The roots of the Satyam accounting fraud lie in the way Indian IT companies report their earnings and ready acceptance by investors and analysts alike, according to a study by global risk consultancy firm Kroll.
"At the turn of the millennium, one of India's leading software export and outsourcing companies began the trend of self-reporting a range of non-standard data to investors. Since then it has become common for IT companies to present, in addition to the usual income statements and balance sheets, a set of operational metrics which they themselves create and their own assessment of performance achieved against them," the study said.
The metrics – including employees billing rates per hour, percentage of revenue earned from top clients and geographic mix of client base and profit guidance among others – are helpful in tracking performance of a complex and innovative business like IT.

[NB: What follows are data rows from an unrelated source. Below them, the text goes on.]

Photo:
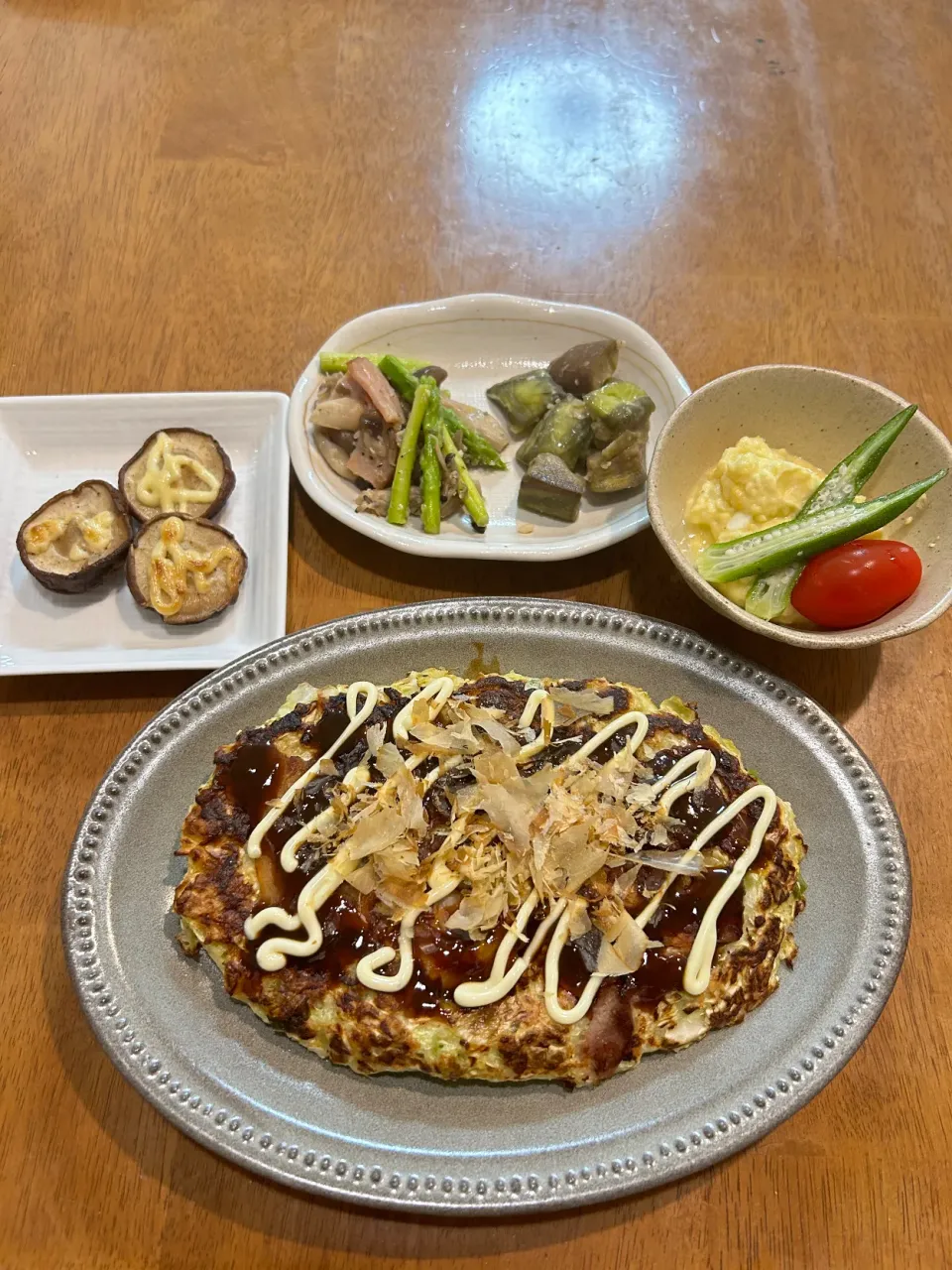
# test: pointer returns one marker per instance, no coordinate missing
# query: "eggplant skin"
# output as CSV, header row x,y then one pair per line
x,y
89,575
143,598
227,481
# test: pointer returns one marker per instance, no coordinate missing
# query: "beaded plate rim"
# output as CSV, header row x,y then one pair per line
x,y
385,1183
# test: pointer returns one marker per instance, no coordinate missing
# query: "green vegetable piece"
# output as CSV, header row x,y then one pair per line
x,y
621,465
430,511
400,488
331,363
565,432
798,540
525,399
585,367
468,489
617,407
770,594
477,449
549,489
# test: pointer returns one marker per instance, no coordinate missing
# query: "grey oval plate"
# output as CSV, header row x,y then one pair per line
x,y
416,1143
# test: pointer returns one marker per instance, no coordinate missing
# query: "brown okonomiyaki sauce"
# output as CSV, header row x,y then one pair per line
x,y
257,772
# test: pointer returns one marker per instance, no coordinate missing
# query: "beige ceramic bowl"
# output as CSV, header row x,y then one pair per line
x,y
820,416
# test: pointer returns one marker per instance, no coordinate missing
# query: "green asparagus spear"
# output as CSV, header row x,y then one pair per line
x,y
477,449
798,540
471,497
430,470
331,363
770,594
400,488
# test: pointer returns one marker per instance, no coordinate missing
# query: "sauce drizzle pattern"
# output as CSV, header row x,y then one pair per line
x,y
690,772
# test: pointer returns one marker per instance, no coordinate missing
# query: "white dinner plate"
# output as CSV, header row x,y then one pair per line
x,y
51,444
481,339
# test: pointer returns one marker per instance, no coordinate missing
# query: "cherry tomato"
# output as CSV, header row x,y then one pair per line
x,y
857,581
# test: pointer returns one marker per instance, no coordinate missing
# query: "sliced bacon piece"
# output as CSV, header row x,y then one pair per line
x,y
379,389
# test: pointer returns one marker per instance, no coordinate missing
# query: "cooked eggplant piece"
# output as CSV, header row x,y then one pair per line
x,y
186,571
621,465
75,538
565,431
585,367
177,470
551,489
617,407
525,399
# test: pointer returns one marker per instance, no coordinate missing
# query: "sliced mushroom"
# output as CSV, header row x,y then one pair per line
x,y
334,454
177,470
551,489
75,538
585,367
184,570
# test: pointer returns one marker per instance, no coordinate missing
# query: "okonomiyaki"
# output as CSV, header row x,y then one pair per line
x,y
502,879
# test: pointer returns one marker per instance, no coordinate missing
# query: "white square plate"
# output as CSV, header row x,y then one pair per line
x,y
481,339
53,444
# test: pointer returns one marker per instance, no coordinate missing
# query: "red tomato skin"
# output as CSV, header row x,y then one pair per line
x,y
857,581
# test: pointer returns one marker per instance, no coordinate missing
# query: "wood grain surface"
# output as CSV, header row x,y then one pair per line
x,y
193,195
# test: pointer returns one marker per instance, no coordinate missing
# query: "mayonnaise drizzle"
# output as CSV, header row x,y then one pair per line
x,y
610,729
368,965
690,772
371,697
162,481
703,763
502,980
539,702
273,953
697,970
436,693
560,937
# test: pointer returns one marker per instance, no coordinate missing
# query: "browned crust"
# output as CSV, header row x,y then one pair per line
x,y
140,595
513,1039
144,513
87,575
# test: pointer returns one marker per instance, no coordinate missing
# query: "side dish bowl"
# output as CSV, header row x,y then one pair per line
x,y
481,339
820,416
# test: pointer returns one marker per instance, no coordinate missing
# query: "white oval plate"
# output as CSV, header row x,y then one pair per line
x,y
481,339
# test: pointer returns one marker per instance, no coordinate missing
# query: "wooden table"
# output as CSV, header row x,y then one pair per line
x,y
193,195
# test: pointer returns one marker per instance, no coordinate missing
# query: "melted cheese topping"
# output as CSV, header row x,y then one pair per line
x,y
690,772
173,568
163,483
95,534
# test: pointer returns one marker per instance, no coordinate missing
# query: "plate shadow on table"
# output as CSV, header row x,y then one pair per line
x,y
635,574
229,1192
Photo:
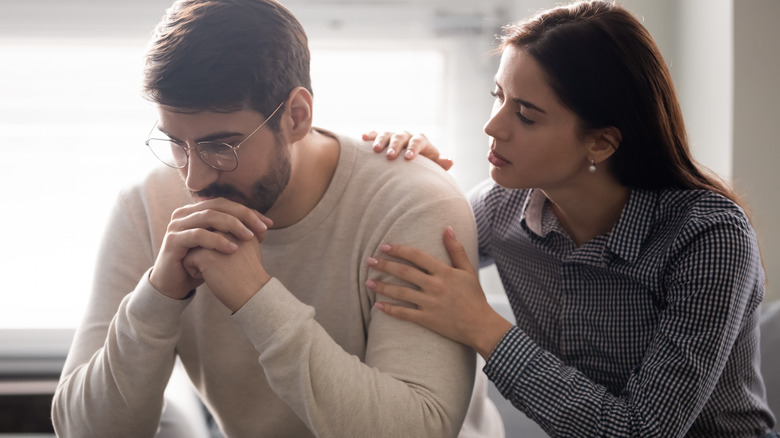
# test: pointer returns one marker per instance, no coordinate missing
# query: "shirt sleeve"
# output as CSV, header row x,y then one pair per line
x,y
712,286
122,355
412,382
483,214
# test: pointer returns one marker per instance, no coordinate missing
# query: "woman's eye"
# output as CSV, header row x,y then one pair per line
x,y
524,119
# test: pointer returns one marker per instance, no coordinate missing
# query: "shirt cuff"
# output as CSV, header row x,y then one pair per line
x,y
158,311
273,314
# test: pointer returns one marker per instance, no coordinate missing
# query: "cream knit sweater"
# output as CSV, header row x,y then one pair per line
x,y
308,355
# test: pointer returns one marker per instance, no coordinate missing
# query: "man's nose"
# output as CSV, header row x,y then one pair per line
x,y
197,174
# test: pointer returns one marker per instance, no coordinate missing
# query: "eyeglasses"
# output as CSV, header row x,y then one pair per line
x,y
218,155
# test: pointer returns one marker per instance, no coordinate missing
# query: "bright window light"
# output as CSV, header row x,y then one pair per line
x,y
73,122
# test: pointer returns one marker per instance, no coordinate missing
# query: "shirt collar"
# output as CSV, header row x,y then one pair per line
x,y
628,234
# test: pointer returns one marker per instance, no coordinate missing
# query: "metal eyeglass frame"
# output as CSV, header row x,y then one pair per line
x,y
198,145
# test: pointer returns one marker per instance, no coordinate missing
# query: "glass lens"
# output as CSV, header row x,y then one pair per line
x,y
217,155
168,152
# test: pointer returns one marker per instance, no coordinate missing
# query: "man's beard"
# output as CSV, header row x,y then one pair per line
x,y
265,191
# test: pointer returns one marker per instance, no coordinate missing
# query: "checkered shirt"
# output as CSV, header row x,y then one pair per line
x,y
649,330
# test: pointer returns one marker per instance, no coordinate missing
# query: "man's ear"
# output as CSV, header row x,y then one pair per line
x,y
297,118
604,142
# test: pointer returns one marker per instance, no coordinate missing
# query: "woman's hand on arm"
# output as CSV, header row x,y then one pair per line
x,y
417,144
450,300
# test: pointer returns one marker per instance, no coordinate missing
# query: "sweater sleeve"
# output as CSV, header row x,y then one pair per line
x,y
122,355
411,383
713,286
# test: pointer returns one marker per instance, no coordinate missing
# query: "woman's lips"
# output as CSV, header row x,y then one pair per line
x,y
497,160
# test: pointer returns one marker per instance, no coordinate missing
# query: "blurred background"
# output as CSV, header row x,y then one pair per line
x,y
72,122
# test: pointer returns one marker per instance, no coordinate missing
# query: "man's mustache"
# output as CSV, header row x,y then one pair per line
x,y
218,191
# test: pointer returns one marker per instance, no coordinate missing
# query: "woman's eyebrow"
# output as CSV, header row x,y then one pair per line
x,y
528,104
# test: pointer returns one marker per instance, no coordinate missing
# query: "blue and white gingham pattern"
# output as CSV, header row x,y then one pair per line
x,y
650,330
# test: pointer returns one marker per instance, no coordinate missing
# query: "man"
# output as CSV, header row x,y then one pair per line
x,y
248,262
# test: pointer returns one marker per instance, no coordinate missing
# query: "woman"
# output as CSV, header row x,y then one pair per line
x,y
635,276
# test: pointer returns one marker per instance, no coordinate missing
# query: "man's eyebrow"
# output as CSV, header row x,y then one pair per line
x,y
211,137
528,104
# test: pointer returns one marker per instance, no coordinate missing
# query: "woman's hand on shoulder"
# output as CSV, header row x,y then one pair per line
x,y
412,145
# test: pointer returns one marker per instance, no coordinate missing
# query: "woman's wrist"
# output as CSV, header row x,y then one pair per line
x,y
490,333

Analysts and investors have been interested in guidance on likely profits for the next accounting period. This is because IT firms have recorded consistent increase in revenues and profits – as high as 30 per cent per annum.

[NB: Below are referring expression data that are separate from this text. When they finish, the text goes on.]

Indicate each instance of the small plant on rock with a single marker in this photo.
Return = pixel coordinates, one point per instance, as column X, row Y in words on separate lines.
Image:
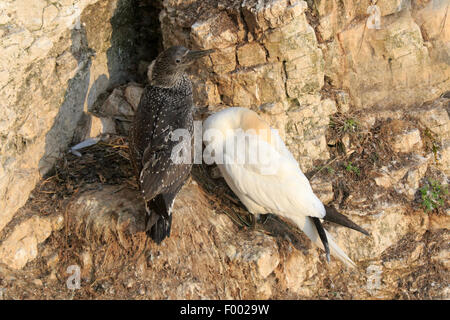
column 433, row 195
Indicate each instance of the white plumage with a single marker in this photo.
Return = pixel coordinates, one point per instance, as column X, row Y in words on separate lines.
column 270, row 179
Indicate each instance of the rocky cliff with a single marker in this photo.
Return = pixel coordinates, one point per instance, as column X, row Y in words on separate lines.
column 359, row 95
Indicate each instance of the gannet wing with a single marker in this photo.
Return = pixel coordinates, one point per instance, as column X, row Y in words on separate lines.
column 271, row 179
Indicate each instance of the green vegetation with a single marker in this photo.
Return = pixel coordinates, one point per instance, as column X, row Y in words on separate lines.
column 350, row 125
column 351, row 168
column 433, row 195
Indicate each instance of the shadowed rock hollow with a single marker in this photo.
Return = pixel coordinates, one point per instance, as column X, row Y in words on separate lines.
column 363, row 110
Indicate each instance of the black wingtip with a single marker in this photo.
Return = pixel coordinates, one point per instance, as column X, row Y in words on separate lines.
column 160, row 229
column 322, row 236
column 334, row 216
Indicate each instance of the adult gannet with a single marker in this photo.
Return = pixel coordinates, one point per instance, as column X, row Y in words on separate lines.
column 265, row 176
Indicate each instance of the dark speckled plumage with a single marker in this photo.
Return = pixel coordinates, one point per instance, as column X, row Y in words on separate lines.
column 166, row 105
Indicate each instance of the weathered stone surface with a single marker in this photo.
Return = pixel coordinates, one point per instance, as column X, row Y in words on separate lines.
column 402, row 135
column 57, row 58
column 21, row 246
column 133, row 95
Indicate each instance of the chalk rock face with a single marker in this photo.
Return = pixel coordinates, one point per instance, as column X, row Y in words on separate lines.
column 57, row 58
column 72, row 70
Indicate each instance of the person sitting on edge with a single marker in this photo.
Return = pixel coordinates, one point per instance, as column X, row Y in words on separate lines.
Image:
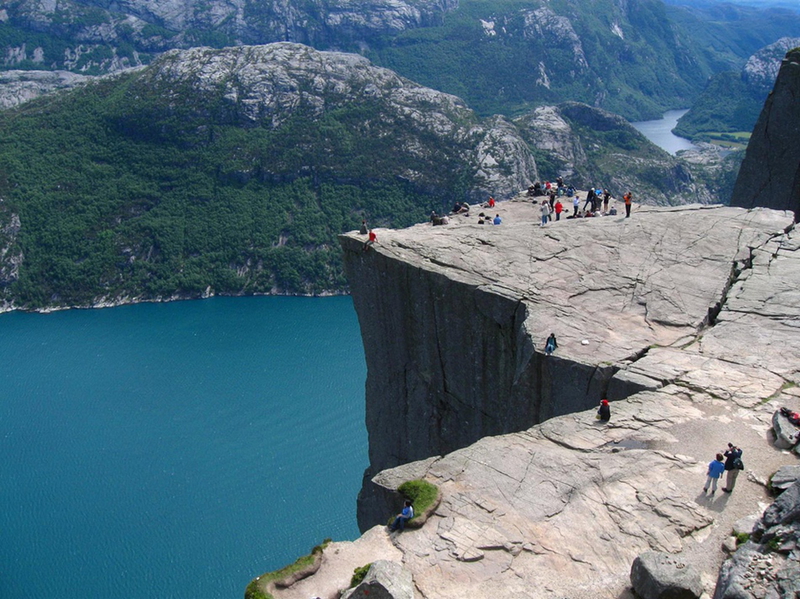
column 550, row 345
column 373, row 238
column 403, row 517
column 604, row 411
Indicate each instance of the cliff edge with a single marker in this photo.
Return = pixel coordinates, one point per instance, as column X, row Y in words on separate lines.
column 688, row 316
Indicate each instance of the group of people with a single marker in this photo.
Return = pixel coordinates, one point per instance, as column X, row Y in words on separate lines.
column 729, row 461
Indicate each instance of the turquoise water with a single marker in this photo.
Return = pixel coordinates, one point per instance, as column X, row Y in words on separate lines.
column 176, row 450
column 660, row 132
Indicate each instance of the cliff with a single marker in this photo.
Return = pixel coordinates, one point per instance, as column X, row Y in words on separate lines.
column 686, row 317
column 770, row 172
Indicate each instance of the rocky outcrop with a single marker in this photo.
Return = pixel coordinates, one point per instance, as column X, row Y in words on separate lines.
column 656, row 575
column 269, row 85
column 770, row 173
column 453, row 319
column 769, row 564
column 592, row 147
column 564, row 507
column 385, row 580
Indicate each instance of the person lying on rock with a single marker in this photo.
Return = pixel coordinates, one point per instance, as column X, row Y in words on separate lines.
column 403, row 517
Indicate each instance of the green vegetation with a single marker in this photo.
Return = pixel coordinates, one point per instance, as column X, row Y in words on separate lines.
column 359, row 574
column 421, row 493
column 257, row 587
column 125, row 189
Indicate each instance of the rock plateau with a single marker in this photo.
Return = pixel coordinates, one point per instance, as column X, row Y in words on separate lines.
column 686, row 316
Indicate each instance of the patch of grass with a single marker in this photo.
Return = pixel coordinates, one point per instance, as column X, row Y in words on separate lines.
column 421, row 493
column 359, row 574
column 257, row 587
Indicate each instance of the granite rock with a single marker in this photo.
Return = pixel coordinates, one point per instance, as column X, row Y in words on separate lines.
column 656, row 575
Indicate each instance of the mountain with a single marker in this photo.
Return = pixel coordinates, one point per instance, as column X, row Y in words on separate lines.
column 633, row 57
column 732, row 100
column 770, row 172
column 232, row 172
column 590, row 147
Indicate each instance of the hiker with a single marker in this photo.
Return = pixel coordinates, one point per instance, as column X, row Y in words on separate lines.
column 373, row 238
column 628, row 197
column 550, row 345
column 733, row 463
column 545, row 213
column 715, row 469
column 604, row 411
column 589, row 200
column 403, row 517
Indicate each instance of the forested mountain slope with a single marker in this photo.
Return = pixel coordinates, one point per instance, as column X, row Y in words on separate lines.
column 230, row 170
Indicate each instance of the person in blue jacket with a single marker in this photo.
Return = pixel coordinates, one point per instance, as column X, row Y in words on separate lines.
column 403, row 517
column 715, row 470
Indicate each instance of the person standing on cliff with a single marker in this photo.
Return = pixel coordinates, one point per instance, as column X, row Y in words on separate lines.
column 715, row 469
column 550, row 345
column 373, row 238
column 604, row 411
column 403, row 517
column 733, row 463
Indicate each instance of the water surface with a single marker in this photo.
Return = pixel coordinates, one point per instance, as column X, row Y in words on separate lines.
column 660, row 132
column 176, row 450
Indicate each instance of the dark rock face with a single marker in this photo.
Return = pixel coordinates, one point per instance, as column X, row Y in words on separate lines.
column 656, row 575
column 770, row 173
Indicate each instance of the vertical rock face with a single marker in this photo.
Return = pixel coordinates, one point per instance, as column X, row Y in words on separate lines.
column 770, row 173
column 453, row 318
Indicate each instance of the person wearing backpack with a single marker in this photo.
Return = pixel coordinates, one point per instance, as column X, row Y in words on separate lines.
column 733, row 464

However, these are arbitrary and self-reported measures, entirely assessed by the company and add an "opaque layer to disclosures through which investors and analysts cannot objectively probe", it said.
An objective investor scrutiny of the reported performance in these self-developed measures has been missing. It has been difficult, sometimes impossible, to verify claims like employee utilisation or client mix. Company executives also rarely reveal anything more than that which has already been announced. Moreover, accounting statements are never been compared against the reported performance metrics.
Stock market regulators monitor only reported earnings and data on stock trading by insiders, and disclosures related to these. They do not typically follow investor conference calls, corporate media announcements and metrics like profit guidance among others.
Stock analysts, when faced with unsatisfactory responses simply lower stock price estimates by a certain percentage and move on.
The Satyam scandal also suggests that corporate governance concerns do not always rank as high as they should in the selection criteria for these directors. Satyam's independent directors have already made an early exit and washed their hands of the problem, leaving the regulatory authorities to deal with other directors.